Ken Slingerland, tender fruit specialist with the Ontario Ministry of Agriculture and Food, advises against fertilizing peach or pear trees with nitrogen fertilizer any time during the planting year, as this could affect good root development and hardening-off. Early in the second and subsequent springs, apply a balanced fertilizer around the drip line of each tree, with about 40 grams of nitrogen for each year of growth. For example, a five-year-old tree needs 200 grams of 10-10-10 fertilizer in the spring. Neither peaches nor pears should ever be fertilized any later than the end of June, as this may compromise their winter hardiness.
Weed control is very important in the first few years after planting, as weeds compete with young fruit trees. Keep the area around the trees well mowed, and hand-pull grass and weeds close to the trunks. Straw mulch works well, but watch out for rodents.
Trees need at least three centimetres of water each week, whether through rainfall or irrigation. When watering, make sure to thoroughly soak the soil.
Patience is definitely a virtue when it comes to growing fruit trees. Around the third year after planting, peaches of eating quality will start to develop. Pears, however, take five or six years. Because fruit buds for the next year are established in late summer or fall, the amount of blossom and fruit set will often reflect the growing conditions of the previous summer.
Despite a number of fruitlets falling off, the result of a phenomenon called June drop, peach and pear trees generally set more fruit each year than they can support. Both species need to be hand-thinned beginning in mid-June, once fruits start to develop; otherwise fruits will never reach their full size and branches could snap off under the weight of too much fruit. For peaches, thin the fruit to about 15 centimetres apart on the branches. Pears should be thinned to about one fruit per spur (fruiting stem).
How to prune
Nursery trees should be pruned shortly after transplanting, says Ken Slingerland, tender fruit specialist with the Ontario Ministry of Agriculture and Food, with a central leader shape the most desirable. He suggests pruning the leader down to about one to 1.5 metres. Then remove all broken or weak side branches and shorten the rest, leaving about seven main ones, with the first side shoot branching from at least 25 centimetres below the top of the tree.
In the second and subsequent years, pears should be pruned in late winter or very early spring before bud break.

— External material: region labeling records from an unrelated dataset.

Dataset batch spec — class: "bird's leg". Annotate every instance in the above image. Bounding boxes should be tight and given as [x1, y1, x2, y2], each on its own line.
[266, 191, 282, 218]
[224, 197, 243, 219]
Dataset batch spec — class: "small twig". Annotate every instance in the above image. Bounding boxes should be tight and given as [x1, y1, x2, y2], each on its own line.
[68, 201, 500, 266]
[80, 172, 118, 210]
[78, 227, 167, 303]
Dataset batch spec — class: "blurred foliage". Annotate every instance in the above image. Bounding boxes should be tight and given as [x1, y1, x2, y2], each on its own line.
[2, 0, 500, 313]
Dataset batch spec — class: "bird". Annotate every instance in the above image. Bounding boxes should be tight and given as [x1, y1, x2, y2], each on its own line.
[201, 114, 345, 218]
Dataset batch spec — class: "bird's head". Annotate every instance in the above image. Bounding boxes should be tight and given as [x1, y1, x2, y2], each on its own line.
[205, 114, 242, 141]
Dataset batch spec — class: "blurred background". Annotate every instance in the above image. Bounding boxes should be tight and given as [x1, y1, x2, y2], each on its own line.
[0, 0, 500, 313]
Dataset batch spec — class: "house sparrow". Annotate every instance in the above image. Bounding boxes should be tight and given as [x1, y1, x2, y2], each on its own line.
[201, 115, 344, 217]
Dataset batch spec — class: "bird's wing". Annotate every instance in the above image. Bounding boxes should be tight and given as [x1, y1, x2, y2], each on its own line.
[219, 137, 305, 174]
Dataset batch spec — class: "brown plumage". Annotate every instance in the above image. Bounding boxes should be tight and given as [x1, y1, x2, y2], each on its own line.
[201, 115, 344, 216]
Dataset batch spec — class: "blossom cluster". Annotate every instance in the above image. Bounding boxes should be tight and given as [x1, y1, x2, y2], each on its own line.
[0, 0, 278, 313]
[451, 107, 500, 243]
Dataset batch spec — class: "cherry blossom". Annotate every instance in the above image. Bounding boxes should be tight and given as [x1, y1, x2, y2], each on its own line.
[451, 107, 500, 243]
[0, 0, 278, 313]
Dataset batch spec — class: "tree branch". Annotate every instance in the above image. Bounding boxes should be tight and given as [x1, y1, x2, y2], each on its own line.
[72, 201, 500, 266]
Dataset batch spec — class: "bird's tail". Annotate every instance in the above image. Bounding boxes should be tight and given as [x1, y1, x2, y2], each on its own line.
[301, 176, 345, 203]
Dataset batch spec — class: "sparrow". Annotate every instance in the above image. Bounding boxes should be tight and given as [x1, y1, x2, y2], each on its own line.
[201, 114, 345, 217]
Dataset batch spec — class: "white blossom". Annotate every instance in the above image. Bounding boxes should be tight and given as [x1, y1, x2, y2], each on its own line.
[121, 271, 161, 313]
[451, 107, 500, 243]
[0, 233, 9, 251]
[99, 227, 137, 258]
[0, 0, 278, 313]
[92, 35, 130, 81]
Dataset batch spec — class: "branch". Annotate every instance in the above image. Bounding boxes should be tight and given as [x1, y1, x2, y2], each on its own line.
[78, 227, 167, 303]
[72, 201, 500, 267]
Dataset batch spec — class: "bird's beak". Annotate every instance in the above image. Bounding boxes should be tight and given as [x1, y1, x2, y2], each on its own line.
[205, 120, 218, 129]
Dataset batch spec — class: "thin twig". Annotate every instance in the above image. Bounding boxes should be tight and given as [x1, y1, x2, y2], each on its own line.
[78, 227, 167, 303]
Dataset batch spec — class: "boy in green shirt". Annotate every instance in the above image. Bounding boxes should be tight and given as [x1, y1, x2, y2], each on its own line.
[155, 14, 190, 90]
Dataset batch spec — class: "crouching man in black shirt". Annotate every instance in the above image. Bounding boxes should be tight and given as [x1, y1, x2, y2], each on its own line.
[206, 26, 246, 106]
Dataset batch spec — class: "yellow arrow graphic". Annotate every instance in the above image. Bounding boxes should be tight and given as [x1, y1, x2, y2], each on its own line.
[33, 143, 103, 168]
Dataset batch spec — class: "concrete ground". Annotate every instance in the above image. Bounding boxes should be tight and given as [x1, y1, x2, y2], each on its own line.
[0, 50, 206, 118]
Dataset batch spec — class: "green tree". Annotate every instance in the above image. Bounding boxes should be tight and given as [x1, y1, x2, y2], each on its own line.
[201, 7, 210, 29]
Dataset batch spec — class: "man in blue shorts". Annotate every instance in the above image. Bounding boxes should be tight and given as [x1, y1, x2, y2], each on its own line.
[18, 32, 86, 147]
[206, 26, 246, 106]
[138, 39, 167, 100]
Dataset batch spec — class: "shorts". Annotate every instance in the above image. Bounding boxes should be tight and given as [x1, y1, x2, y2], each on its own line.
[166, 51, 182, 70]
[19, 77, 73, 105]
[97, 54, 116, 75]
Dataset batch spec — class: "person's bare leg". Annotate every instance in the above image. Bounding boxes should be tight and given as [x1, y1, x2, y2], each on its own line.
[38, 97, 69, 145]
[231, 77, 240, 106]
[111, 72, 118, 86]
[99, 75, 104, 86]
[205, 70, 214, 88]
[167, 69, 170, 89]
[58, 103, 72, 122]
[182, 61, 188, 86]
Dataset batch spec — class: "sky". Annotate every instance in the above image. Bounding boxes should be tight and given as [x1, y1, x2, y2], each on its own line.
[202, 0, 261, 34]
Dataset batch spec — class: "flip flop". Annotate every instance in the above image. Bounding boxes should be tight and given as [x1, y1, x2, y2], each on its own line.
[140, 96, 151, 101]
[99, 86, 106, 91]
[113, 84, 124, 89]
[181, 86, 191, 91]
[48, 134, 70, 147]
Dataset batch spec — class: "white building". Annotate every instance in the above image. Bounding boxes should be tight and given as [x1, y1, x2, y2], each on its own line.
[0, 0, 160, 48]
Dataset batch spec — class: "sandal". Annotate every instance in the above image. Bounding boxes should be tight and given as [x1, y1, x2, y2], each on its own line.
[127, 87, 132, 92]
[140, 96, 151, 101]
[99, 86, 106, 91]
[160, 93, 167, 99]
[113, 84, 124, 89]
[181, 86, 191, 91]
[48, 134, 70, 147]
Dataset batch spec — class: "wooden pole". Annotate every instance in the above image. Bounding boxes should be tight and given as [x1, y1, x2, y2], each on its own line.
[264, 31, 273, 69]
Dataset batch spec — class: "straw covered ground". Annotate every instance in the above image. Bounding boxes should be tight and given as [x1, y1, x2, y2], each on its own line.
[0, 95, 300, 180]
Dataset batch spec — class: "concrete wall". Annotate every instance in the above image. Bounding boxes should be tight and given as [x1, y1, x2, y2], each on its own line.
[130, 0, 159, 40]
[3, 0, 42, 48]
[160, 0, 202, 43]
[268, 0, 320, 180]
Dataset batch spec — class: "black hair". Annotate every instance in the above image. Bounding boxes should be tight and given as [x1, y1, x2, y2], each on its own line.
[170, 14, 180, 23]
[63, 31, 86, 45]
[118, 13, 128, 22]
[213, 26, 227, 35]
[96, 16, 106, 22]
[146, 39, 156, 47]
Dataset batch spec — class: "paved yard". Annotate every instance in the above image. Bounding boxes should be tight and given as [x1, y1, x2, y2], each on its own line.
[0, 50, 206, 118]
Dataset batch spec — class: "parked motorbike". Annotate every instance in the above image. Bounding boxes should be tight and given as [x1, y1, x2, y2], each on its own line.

For peaches, wait until the buds are swelling or close to bloom so that you can see what tissue is alive. For both peaches and pears, prune out anything that is dead, broken or weak. Also remove any strong, upwardly growing branches that are competing directly with the central leader. Then, eliminate any crossing over of side shoots by pruning out one of the overlapping branches. Finally, remove any side branches that are close to the ground or growing up from the roots.
Diseases and pests
Both peaches and pears are subject to a number of infestations. There will be considerably more disease and insect pressure if the trees are growing in close proximity to commercial plantings of fruit trees. As well, wet growing seasons increase susceptibility to diseases, while hot, dry weather is conducive to more pests.
Peaches: Oriental fruit moth (larvae bore into ripening fruit) and aphids; brown rot is the most common fungal disease, but peach leaf curl disease can eventually kill the tree if left uncontrolled.
Rabbits, deer and voles in particular all love to munch on newly planted fruit trees. Small animals can be deterred by either wrapping trunks with plastic tree guards or painting trunks with a mixture of latex paint and thiram fungicide (animals don't like the taste). Commercial formulations of thiram available for this use include Skoot and Rabbit Repell. Higher fencing may be necessary if deer are prevalent
Pears: Subject to a number of the same pests as apples, including coddling moth and oblique-banded leaf-roller. Soft-bodied insects, such as psylla and mites, sometimes feed on the tree, making it and the fruit quite unsightly. Pear scab can render the fruit inedible.
For peaches, dormant lime sulfur sprays help to reduce leaf curl; soap sprays control aphids; and sulfur sprays applied just before and after blossom and again when symptoms are noticed minimize brown rot, as will good sanitation around the tree (removing mouldy fruit, for example). For pears, a combination of sulfur sprays and leaf-litter cleanup in the fall help reduce pear scab; soap spray solutions keep pear psylla at bay; regularly removing dropped fruit reduces coddling moth numbers; and pruning infected areas prevents the spread of fire blight.